Sous le thème  »Parle-moi de ta famille », une cérémonie de vernissage suivie de la conférence-débat et d’exposition photos a été organisée, le 15 novembre 2019 à Brazzaville, où bon nombre des membres et passionnés de la photographie ont rehaussé de leur présence. Initiée par le Collectif Génération Elili, cette rencontre culturelle a pour but de faire comprendre les périmètres de la photo dans tout son ensemble.

Devant un parterre de membres de cette association, le professeur Matondo KUBUJURE, au cours d’un débat interactif a largement édifié les amoureux de la photographie en évoquant l’intérêt majeur que revêt ce métier envoûtant, émotif où se plongent à la fois, joie ,bonheur, mélancolie, tristesse car ,précise-t-il que  »l’homme en général n’invente qu’en s’inspirant du passé ou des acquis ayant existé avant lui ».

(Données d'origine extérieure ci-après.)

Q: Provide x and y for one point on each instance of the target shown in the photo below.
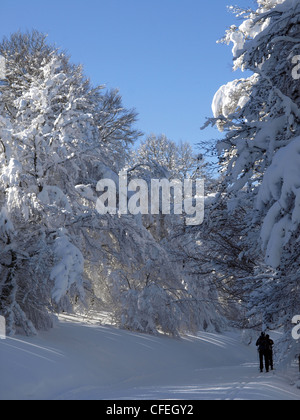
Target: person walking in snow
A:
(270, 344)
(262, 345)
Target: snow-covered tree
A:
(259, 155)
(55, 132)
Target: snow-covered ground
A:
(86, 361)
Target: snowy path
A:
(78, 361)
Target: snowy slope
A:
(81, 361)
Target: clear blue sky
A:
(161, 54)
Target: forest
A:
(153, 273)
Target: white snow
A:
(87, 361)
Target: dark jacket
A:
(262, 344)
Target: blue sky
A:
(161, 54)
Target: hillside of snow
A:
(85, 361)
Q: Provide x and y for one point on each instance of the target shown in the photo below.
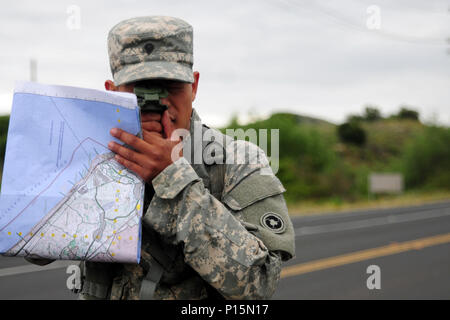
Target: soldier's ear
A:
(195, 84)
(110, 86)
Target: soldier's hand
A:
(152, 154)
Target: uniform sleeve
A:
(216, 244)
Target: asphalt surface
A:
(420, 273)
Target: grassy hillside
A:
(315, 165)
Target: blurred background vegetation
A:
(321, 162)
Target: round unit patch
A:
(273, 222)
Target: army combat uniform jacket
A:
(228, 245)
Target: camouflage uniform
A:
(222, 242)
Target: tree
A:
(372, 114)
(352, 132)
(406, 113)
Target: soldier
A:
(210, 230)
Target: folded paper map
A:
(63, 196)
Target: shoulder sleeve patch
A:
(273, 221)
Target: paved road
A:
(411, 246)
(419, 270)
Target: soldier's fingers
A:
(152, 138)
(129, 139)
(150, 116)
(140, 171)
(152, 126)
(167, 125)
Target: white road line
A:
(34, 268)
(372, 222)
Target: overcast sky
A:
(325, 59)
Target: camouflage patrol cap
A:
(153, 47)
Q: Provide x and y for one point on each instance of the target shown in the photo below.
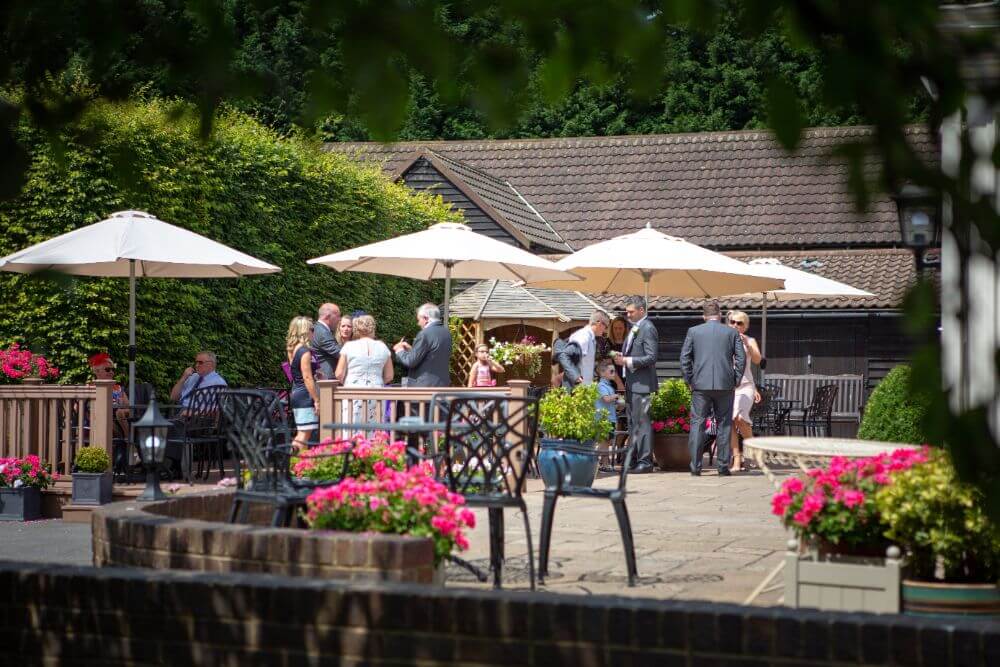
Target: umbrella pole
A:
(763, 333)
(131, 332)
(447, 290)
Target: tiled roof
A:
(507, 202)
(885, 272)
(720, 189)
(500, 299)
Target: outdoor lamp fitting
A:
(151, 434)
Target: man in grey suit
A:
(427, 359)
(712, 361)
(324, 345)
(638, 361)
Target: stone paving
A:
(706, 538)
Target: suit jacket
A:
(713, 357)
(428, 359)
(325, 350)
(641, 377)
(567, 354)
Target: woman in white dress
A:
(364, 362)
(746, 392)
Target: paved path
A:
(705, 537)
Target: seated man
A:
(202, 374)
(199, 376)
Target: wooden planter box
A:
(843, 583)
(91, 488)
(671, 451)
(23, 504)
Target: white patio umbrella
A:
(135, 244)
(655, 263)
(798, 284)
(446, 250)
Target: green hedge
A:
(892, 413)
(282, 200)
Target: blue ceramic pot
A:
(581, 458)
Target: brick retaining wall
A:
(65, 615)
(190, 532)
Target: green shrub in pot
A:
(92, 459)
(573, 415)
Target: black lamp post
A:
(919, 221)
(151, 434)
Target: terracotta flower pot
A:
(934, 598)
(671, 451)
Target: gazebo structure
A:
(499, 309)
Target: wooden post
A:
(327, 403)
(102, 417)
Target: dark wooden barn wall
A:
(862, 345)
(424, 177)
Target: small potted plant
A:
(952, 549)
(669, 410)
(92, 477)
(572, 428)
(21, 483)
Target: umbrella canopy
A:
(651, 262)
(798, 284)
(135, 244)
(446, 250)
(112, 247)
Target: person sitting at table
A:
(201, 374)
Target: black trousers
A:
(703, 404)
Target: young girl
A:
(484, 369)
(606, 402)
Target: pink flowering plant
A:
(836, 504)
(409, 502)
(29, 471)
(326, 461)
(669, 408)
(17, 363)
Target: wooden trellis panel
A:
(463, 351)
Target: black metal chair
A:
(615, 495)
(254, 426)
(199, 432)
(818, 415)
(485, 455)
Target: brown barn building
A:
(735, 192)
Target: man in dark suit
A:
(638, 361)
(427, 359)
(324, 345)
(712, 362)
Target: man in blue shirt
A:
(202, 374)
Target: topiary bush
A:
(893, 413)
(92, 459)
(281, 199)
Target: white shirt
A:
(628, 342)
(587, 341)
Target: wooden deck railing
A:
(336, 403)
(54, 421)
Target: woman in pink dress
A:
(483, 373)
(746, 392)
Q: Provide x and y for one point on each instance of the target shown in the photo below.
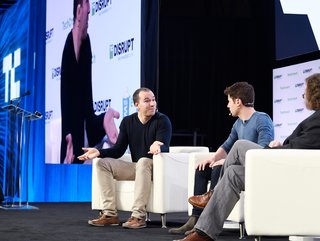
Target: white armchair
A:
(237, 214)
(170, 182)
(282, 193)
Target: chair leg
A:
(163, 220)
(242, 231)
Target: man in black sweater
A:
(147, 132)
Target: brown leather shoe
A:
(134, 222)
(195, 237)
(104, 220)
(200, 201)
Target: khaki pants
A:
(109, 169)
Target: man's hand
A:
(274, 143)
(201, 165)
(217, 163)
(69, 153)
(155, 148)
(90, 153)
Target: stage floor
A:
(68, 222)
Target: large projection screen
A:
(115, 34)
(288, 104)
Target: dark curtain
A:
(149, 44)
(204, 47)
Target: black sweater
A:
(140, 136)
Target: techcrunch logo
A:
(9, 65)
(56, 72)
(98, 6)
(121, 48)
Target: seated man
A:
(147, 133)
(227, 191)
(250, 125)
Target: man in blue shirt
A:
(250, 125)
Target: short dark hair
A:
(75, 5)
(313, 91)
(243, 91)
(137, 92)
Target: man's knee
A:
(145, 163)
(103, 164)
(235, 175)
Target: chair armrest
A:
(281, 192)
(188, 149)
(170, 182)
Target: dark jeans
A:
(201, 183)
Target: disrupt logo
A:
(121, 48)
(9, 65)
(284, 87)
(284, 112)
(56, 72)
(307, 70)
(277, 101)
(299, 85)
(292, 98)
(99, 5)
(292, 74)
(49, 34)
(101, 105)
(49, 114)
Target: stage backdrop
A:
(115, 35)
(288, 86)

Répondant aux préoccupations des participants, le Professeur Matondo a rappelé qu’à l’époque la photo avait une grande importance dans les années 50-60 avec la présence des studios-photo. De nos jours, avec la révolution numérique les choses ont largement évolué. Mais entre la photo traditionnelle, de recherche et celle esthétique, il n’y a pas d’opposition, chacune contient des informations ; cela dépend de la lecture qu’on en fait.  »Dans la photographie, si vous ne faites pas usage du passé, vous ne pouvez pas comprendre le présent et quand vous commencez à comprendre le présent, c’est que vous êtes déjà dans le futur » , a laissé entendre le Professeur.

De son côté, le coordonateur du Collectif Génération Elili Francis KODIA a appelé les usagers professionnels de la photographie à s’engager davantage et de s’imprégner des nouvelles modalités qu’offre ce beau métier.  »Le Collectif Génération Elili a pour objectif de parler de la photo-recherche le chacun par rapport à ses qualités a sa spécialité respective. On veut partager nos expériences et former les élites de la photographie dans la société congolaise », a-t-il souligné.

A ce propos, il a indiqué que la photographie c’est tout un art, c’est écrire avec la lumière, c’est relier ou retransmettre la pensée d’un client. Mais avec les artistes du Collectif, les photographes deviennent détenteurs, créateurs ou auteurs de leurs propres photos en ce sens qu’ils imposent leur écriture ou leur marque.

Notons que cette exposition-photos qui durera 15 jours permettra aux congolais de comprendre que la photo peut-être ce trait d’union entre le passé, le présent et le futur. L’histoire reste toujours imprimée dans la photo.